You cry out, bend down, feel for his pulse, find nothing. You look around, there’s no one there, the street is deserted. You drive along this street every day without knowing anyone, a housing development, gray and disheveled. There’s no one watching, all the lights are out.

What now? What do you do when something like this happens to you? You know: If the child were to moan a little, it would all be simple. You’d load him in your car and rush him to the hospital. Or call for an ambulance. But you can see there’s nothing to save. When you calm down a little you see the streetlights haven’t even come on yet. You see there are no cars in the street. You turn and look around to see if anyone’s coming, if anyone’s lurking behind the dumpsters, watching. But there’s no one anywhere.
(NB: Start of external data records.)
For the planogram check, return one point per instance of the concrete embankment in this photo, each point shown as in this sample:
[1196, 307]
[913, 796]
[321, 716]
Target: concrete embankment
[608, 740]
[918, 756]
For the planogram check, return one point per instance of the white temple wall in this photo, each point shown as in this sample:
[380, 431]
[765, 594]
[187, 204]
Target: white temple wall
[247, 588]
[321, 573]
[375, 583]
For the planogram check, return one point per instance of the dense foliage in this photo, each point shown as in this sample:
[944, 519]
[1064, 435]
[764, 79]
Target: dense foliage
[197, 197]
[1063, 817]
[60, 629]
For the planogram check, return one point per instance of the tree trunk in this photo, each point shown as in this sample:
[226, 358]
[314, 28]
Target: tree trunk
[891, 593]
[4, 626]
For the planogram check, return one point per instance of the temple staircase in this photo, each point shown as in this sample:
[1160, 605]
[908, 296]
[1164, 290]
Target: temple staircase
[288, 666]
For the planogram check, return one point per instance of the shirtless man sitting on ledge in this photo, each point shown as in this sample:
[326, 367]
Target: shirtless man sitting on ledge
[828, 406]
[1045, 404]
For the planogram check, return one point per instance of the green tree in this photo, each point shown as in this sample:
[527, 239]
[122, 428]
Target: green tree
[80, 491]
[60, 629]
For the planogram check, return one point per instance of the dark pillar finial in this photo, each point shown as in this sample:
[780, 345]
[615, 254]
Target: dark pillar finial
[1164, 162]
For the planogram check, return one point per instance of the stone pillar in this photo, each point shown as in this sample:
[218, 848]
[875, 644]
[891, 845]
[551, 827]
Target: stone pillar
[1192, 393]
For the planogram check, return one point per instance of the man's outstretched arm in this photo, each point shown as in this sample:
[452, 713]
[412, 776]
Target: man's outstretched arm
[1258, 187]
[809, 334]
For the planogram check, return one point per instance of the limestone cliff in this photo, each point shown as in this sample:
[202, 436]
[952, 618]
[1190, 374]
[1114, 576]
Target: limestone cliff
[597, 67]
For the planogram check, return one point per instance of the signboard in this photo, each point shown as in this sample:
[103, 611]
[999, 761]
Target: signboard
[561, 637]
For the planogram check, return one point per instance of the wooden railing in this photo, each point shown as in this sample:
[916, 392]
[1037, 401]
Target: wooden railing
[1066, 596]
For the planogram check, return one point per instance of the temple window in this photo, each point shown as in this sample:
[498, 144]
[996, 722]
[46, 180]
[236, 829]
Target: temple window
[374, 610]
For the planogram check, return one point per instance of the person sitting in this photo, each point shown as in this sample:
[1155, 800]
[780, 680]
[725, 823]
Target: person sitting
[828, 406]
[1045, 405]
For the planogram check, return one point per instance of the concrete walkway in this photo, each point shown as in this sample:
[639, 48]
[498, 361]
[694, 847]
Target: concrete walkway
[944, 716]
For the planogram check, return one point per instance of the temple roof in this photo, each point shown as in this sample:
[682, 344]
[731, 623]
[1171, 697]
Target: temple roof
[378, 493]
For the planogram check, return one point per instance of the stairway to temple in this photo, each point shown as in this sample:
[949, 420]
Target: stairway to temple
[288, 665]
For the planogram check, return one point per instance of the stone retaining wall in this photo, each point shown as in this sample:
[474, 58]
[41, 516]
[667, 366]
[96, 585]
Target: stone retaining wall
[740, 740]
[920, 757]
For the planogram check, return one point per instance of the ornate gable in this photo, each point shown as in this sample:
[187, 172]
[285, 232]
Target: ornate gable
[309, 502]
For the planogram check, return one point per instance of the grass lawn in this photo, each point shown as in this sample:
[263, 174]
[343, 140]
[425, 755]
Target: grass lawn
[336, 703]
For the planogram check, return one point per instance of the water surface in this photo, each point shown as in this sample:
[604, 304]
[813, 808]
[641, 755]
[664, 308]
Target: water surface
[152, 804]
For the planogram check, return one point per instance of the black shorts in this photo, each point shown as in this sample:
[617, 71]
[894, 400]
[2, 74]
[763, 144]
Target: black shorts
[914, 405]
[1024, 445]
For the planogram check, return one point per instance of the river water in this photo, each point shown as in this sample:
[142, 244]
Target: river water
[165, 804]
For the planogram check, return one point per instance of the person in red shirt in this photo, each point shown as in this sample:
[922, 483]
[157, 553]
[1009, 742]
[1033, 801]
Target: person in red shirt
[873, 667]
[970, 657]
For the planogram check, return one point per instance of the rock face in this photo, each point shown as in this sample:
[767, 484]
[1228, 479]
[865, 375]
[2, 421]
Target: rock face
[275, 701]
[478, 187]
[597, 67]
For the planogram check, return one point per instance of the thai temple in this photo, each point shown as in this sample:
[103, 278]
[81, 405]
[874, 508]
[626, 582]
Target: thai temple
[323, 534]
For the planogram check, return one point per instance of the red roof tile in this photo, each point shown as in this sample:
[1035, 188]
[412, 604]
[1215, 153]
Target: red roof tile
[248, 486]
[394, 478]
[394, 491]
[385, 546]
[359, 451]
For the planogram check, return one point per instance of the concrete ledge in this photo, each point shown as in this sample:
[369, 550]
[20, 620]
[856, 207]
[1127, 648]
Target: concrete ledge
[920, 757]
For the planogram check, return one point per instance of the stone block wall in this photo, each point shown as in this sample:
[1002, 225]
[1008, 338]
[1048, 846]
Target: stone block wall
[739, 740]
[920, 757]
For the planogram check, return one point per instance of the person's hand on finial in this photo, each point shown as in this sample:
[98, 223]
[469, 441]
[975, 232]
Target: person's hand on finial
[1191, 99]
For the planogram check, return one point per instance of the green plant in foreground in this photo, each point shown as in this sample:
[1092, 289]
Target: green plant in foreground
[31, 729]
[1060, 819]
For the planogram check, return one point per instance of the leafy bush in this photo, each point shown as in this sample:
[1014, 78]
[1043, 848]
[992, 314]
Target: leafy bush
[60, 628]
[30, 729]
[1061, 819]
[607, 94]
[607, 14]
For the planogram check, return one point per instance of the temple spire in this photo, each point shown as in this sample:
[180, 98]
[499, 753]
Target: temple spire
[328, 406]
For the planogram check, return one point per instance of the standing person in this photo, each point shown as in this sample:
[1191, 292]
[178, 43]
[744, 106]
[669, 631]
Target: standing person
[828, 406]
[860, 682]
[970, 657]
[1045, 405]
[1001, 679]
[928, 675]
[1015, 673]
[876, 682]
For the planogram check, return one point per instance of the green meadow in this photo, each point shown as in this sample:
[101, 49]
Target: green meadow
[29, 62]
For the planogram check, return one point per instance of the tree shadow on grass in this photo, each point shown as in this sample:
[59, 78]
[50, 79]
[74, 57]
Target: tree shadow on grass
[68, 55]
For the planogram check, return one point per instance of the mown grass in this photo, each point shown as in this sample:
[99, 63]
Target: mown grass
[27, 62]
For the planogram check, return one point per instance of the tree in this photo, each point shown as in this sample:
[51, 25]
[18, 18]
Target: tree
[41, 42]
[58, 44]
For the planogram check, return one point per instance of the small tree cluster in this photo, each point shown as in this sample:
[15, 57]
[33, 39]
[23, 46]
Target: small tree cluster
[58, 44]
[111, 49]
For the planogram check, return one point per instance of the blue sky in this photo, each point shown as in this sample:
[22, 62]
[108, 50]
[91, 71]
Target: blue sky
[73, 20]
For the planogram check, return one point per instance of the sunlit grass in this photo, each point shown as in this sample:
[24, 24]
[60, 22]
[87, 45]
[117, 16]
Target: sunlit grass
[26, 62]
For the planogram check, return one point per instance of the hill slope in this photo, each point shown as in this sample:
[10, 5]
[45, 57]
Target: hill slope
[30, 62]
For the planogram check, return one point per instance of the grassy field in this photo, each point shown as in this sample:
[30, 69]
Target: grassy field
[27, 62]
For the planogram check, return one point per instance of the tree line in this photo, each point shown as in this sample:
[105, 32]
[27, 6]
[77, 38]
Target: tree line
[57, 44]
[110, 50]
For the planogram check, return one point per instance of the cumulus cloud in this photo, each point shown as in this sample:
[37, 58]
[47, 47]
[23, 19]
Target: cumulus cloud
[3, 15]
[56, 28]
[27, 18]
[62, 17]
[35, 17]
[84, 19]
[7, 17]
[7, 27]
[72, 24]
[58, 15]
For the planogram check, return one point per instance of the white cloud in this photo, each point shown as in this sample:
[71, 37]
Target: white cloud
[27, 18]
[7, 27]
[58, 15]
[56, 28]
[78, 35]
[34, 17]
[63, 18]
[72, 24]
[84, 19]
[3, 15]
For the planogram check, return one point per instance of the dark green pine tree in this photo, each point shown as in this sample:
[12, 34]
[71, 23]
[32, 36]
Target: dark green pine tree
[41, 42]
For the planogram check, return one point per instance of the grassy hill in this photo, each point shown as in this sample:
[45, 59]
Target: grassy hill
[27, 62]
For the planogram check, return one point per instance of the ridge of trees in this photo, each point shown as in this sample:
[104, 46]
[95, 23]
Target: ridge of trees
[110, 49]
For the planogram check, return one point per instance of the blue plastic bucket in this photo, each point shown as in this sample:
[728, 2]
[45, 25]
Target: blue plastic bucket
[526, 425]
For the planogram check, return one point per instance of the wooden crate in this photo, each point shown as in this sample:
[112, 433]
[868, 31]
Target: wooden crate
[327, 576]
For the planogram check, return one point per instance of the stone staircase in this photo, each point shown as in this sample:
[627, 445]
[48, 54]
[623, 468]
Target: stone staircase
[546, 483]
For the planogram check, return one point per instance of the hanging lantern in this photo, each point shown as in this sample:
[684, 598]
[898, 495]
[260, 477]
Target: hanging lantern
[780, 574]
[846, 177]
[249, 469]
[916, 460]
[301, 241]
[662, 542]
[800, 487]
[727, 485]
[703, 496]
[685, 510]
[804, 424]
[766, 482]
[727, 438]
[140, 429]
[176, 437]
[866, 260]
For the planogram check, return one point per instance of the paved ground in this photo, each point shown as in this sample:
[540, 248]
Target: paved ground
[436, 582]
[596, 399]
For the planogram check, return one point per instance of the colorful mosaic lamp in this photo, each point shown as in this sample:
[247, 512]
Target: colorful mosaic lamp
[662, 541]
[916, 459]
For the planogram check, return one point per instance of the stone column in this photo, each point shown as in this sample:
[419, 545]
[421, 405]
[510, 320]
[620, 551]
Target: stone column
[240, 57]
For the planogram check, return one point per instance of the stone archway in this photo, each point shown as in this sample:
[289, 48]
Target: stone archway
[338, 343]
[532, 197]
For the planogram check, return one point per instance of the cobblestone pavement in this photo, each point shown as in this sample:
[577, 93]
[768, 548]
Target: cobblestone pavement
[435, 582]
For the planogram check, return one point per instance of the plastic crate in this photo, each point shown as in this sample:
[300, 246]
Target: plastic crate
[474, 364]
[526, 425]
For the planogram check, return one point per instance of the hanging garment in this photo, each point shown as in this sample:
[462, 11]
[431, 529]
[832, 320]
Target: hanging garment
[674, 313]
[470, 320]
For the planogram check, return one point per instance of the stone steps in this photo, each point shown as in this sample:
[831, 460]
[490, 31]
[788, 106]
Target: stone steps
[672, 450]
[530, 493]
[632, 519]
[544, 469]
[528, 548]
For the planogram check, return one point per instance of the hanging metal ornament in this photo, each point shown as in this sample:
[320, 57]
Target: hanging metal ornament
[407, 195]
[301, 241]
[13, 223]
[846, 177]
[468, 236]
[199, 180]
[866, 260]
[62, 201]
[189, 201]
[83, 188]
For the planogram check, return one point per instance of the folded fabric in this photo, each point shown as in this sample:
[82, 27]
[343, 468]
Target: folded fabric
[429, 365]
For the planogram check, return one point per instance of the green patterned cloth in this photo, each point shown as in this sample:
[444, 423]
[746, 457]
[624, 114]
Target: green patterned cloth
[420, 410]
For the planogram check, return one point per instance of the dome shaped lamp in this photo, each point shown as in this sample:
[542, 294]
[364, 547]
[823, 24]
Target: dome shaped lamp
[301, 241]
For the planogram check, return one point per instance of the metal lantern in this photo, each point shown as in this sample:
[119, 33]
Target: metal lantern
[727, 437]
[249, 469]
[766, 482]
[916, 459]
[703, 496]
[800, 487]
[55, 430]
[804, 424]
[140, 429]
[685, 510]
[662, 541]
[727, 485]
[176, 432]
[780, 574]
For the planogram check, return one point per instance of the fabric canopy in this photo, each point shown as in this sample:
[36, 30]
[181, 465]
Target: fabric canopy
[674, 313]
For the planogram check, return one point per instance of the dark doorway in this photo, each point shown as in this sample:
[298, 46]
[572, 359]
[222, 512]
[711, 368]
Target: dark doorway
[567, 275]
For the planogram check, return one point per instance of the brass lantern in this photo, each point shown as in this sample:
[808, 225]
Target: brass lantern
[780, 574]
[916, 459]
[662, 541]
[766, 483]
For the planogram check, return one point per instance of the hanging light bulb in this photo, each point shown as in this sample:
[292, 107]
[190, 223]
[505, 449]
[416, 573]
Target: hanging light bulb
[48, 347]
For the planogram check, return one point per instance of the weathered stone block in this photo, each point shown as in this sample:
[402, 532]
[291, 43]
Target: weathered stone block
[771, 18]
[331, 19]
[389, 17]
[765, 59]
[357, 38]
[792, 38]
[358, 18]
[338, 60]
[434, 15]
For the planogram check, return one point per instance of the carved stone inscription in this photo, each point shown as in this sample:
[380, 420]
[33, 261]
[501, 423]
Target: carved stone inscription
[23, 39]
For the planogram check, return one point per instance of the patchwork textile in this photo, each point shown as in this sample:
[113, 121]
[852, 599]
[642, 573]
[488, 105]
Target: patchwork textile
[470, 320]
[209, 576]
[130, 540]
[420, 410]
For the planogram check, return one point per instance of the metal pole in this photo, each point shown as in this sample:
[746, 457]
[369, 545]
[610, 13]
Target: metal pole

You’d like to call someone, but whom? Besides, your phone battery has suddenly run out and you realize that nobody would answer even if it did still work. You look at the child again. He seems to have been lying there for hours, his face has grown colorless, the blood under his head has dried. You look around again and the buildings along the street seem to be crumbling, the asphalt crackling, huge fissures appearing in the night sky, through which the void will begin to seep in at any moment. You’re still holding your car keys, you look at them, you look at your car, and you know it will never move again. You drop the keys, they fall slowly into the dark beneath you and you’re not even surprised when you don’t hear the metal strike the asphalt. There’s no sound left anywhere. No dogs barking, no televisions buzzing, no phones ringing. Again you bend over the child. He’s getting tinier and tinier and more and more dried out, you look at your hands and wait for the cracks to appear on them too. You think: I had a wife, I had kids, it seemed I would die happy. Now things will happen differently. Many stories don’t have happy endings. This is one of them.

You Do Understand (2010) is published by the Dalkey Archive Press. It was translated by Tamara Soban.